- Birahimpur Sakit Location in Uttar Pradesh, India
- Coordinates: 27°25′44″N 78°51′22″E﻿ / ﻿27.42885°N 78.856°E
- Country: India
- State: Uttar Pradesh
- District: Etah
- Tehsil: Etah

Area
- • Total: 1.14 km^{2} (0.44 sq mi)

Population (2011)
- • Total: 1,177
- • Density: 1,030/km^{2} (2,670/sq mi)
- Time zone: UTC+5:30 (IST)

= Birahimpur Sakit =

Village in Uttar Pradesh, India

Birahimpur Sakit, also spelled Birampur Sakit, is a village in Sakit block of Etah district, Uttar Pradesh. It is located on the inside of a small oxbow lake and has an archaeological site associated with the Ochre Coloured Pottery culture. As of 2011, Birahimpur Sakit has a population of 1,177, in 181 households.

== Geography ==
Birahimpur Sakit is located about 9 km south of Malawan, on the inner side of a small oxbow lake. The soil in this area is hard and calcareous.

== Archaeology ==
About 1 km east of Birahimpur Sakit, near the northern tip of the small lake, is an archaeological mound where a few pottery shards associated with the Ochre Coloured Pottery culture were found. The ancient inhabitants of the site probably used the lake both for fishing and as a source of water. They likely also used the area west of the lake for agriculture.

== Demographics ==
As of 2011, Birahimpur Sakit had a population of 1,177, in 181 households. This population was 52.3% male (615) and 47.7% female (562). The 0-6 age group numbered 188 (98 male and 90 female), making up 16.0% of the total population. 18 residents were members of Scheduled Castes, or 1.5% of the total.

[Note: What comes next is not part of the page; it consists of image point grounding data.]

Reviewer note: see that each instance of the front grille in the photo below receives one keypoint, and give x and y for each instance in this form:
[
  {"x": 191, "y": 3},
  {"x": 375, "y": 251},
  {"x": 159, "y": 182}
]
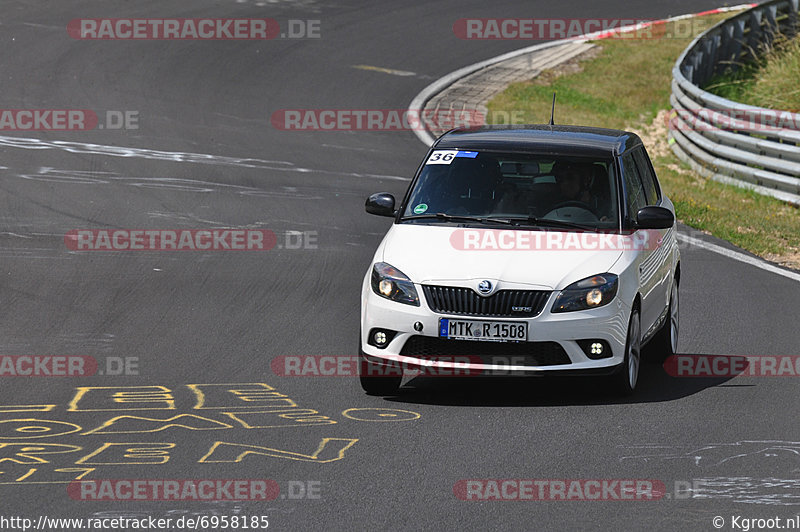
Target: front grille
[
  {"x": 464, "y": 301},
  {"x": 518, "y": 353}
]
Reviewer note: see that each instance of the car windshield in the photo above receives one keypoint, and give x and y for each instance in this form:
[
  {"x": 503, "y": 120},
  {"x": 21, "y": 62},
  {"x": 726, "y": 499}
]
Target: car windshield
[{"x": 558, "y": 190}]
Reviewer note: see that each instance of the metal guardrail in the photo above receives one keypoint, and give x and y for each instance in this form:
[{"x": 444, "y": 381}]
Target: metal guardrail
[{"x": 727, "y": 141}]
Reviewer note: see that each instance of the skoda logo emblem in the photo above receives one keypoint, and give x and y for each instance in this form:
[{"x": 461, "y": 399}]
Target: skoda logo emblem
[{"x": 485, "y": 287}]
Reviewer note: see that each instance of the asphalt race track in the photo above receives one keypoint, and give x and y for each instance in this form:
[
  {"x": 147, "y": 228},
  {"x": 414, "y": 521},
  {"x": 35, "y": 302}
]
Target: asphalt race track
[{"x": 199, "y": 330}]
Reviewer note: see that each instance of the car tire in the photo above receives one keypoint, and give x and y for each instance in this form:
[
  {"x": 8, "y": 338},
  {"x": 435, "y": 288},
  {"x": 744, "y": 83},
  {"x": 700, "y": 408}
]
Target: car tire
[
  {"x": 625, "y": 380},
  {"x": 665, "y": 342},
  {"x": 378, "y": 379}
]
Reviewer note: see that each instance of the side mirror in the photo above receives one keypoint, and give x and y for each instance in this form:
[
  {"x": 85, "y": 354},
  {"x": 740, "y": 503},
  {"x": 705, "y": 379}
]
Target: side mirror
[
  {"x": 380, "y": 204},
  {"x": 654, "y": 217}
]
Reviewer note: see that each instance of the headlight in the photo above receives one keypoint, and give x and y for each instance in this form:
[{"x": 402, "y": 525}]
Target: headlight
[
  {"x": 591, "y": 292},
  {"x": 391, "y": 283}
]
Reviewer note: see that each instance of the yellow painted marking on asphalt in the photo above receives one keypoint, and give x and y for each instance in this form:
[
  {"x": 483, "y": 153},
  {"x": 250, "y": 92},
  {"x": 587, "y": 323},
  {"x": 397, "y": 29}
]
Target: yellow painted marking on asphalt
[
  {"x": 390, "y": 71},
  {"x": 335, "y": 447},
  {"x": 371, "y": 414},
  {"x": 7, "y": 409},
  {"x": 162, "y": 424}
]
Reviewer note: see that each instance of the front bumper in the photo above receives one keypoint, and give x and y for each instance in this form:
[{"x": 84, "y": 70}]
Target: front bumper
[{"x": 552, "y": 346}]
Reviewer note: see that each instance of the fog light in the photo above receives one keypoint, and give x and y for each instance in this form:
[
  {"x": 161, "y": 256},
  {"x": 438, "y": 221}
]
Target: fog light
[
  {"x": 596, "y": 348},
  {"x": 386, "y": 287},
  {"x": 594, "y": 297},
  {"x": 381, "y": 338}
]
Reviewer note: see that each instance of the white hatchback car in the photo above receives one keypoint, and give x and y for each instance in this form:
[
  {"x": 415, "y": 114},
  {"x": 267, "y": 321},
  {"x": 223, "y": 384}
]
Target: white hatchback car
[{"x": 523, "y": 250}]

The 1981 census recorded Birahimpur Sakit (as "Bisampur Sakit") as having a population of 361 people (207 male and 154 female), in 63 households and 63 physical houses.

The 1961 census recorded Birahimpur Sakit (as "Birampur Sakit") as comprising 1 hamlet, with a total population of 233 people (124 male and 109 female), in 46 households and 35 physical houses. The area of the village was given as 280 acres.

The 1951 census recorded Birahimpur Sakit as comprising 1 hamlet, with a total population of 181 people (106 male and 75 female), in 34 households and 22 physical houses. The area of the village was given as 280 acres.

== Infrastructure ==
As of 2011, Birahimpur Sakit had 1 primary school; it did not have any healthcare facilities. Drinking water was provided by tap, hand pump, and tube well/borehole; there were no public toilets. The village had a public library but no post office; there was at least some access to electricity for residential and agricultural (but not commercial) purposes.